1. The reality of working with big data#

2. The reality of working with big data (as outlined by the paper)#

  • Challenges:

    • input data is usually large

    • the computations have to be distributed across hundreds or thousands of machines

    • finish in a reasonable amount of time.

  • Addressing these challenges causes the original simple computation to become obscured by large amounts of supporting complex codes.​

  • What MapReduce does:

    • is a new abstraction

    • expresses the simple core computations

    • hides the messy details of parallelization, fault-tolerance, data distribution and load balancing in a library.

  • Why MapReduce?

    • inspired by the _map_ and _reduce_ primitives present in Lisp and many other functional languages.

    • Most data computations involve:

      • applying a _map_ operation to each logical record in our input in order to compute a set of intermediate key/value pairs, and then

      • applying a _reduce_ operation to all the values that shared the same key to combine the derived data appropriately.

3. MapReduce in a nutshell#

  • What is map? A function/procedure that is applied to every individual elements of a collection/list/array/…​

int square(x) { return x*x;}​
map square [1,2,3,4] -> [1,4,9,16]​
  • What is reduce? A function/procedure that performs an operation on a list. This operation will fold/reduce this list into a single value (or a smaller subset)​

reduce ([1,2,3,4]) using sum -> 10​
reduce ([1,2,3,4]) using multiply -> 24​

3. Word Count: the “Hello, World” of big data#

  • We have a large amount of text …

    • Could be stored in a single massive file.

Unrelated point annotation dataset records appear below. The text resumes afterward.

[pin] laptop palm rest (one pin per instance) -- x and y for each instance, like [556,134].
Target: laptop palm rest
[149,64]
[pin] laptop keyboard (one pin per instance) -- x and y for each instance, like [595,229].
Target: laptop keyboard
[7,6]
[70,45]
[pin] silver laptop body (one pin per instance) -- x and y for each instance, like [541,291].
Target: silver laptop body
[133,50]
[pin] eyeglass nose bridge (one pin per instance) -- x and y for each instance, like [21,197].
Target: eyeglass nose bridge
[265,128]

    • Could be stored in multiple files.

  • We want to count the number of times each distinct word appears in the files

  • Sample applications:

    • Analyze web server logs to find popular URLs/keywords.

    • Analyze security logs to find incidents. ​

  • Standard parallel programming approach:​

    • Count number of files​ or set up seek distances within a file.

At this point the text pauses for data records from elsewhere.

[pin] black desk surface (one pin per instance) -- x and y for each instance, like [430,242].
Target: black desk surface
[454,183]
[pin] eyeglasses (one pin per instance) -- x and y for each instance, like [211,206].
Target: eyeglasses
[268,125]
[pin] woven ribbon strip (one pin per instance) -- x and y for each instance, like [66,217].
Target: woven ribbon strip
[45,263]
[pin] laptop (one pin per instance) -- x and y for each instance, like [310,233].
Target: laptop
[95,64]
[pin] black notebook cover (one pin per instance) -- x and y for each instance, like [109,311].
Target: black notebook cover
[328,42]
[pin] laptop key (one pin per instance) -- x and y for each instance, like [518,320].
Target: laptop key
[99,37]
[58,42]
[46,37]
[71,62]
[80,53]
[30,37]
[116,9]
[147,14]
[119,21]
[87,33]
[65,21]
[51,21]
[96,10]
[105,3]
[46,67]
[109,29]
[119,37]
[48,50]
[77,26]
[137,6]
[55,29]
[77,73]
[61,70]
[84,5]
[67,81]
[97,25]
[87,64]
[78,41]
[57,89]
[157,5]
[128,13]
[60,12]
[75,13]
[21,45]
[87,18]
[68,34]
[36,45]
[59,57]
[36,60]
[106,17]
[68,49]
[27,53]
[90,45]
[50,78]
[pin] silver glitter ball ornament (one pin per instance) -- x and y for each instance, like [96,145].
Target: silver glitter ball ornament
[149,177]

    • Set number of processes​

    • Possibly setting up dynamic workload assignment​

    • A lot of data transfer​

    • Significant coding effort​​

4. Word Count: MapReduce workflow#

MapReduce wordcount workflow

5. Word Count: MapReduce workflow - what do you really do#

  • Input: a set of key-value pairs

  • Programmer specifies two methods:

    • Map(k, v) -> (k', v'):

      • Takes a key-value pair and outputs a set of key-value pairs.

        • E.g., key is the filename, value is a single line in the file

      • There is one Map call for every (k,v) pair

    • Reduce(k2, <v'>) -> <k’, v’’>

      • All values v' with same key k' are reduced together and processed in v' order.

      • There is one Reduce function call per unique key k'.

mapping and reducing
  • MapReduce environment takes care of:

    • Partitioning the input data

    • Scheduling the program’s execution across a set of machines

    • Performing the group by key step

    • Handling machine failures

    • Managing required inter-machine communication

6. Word Count: MapReduce workflow at scale#

at scale 1 at scale 2

7. Applications that suit well with MapReduce programming paradigm#

  • Text tokenization, indexing, and search

    • Web access log stats

    • Inverted index construction

    • Term-vector per host

    • Distributed grep/sort

  • Graph creation

    • Web link-graph reversal (Google’s PageRank)

  • Data Mining and machine learning

    • Document clustering

    • Machine learning

    • Statistical machine translation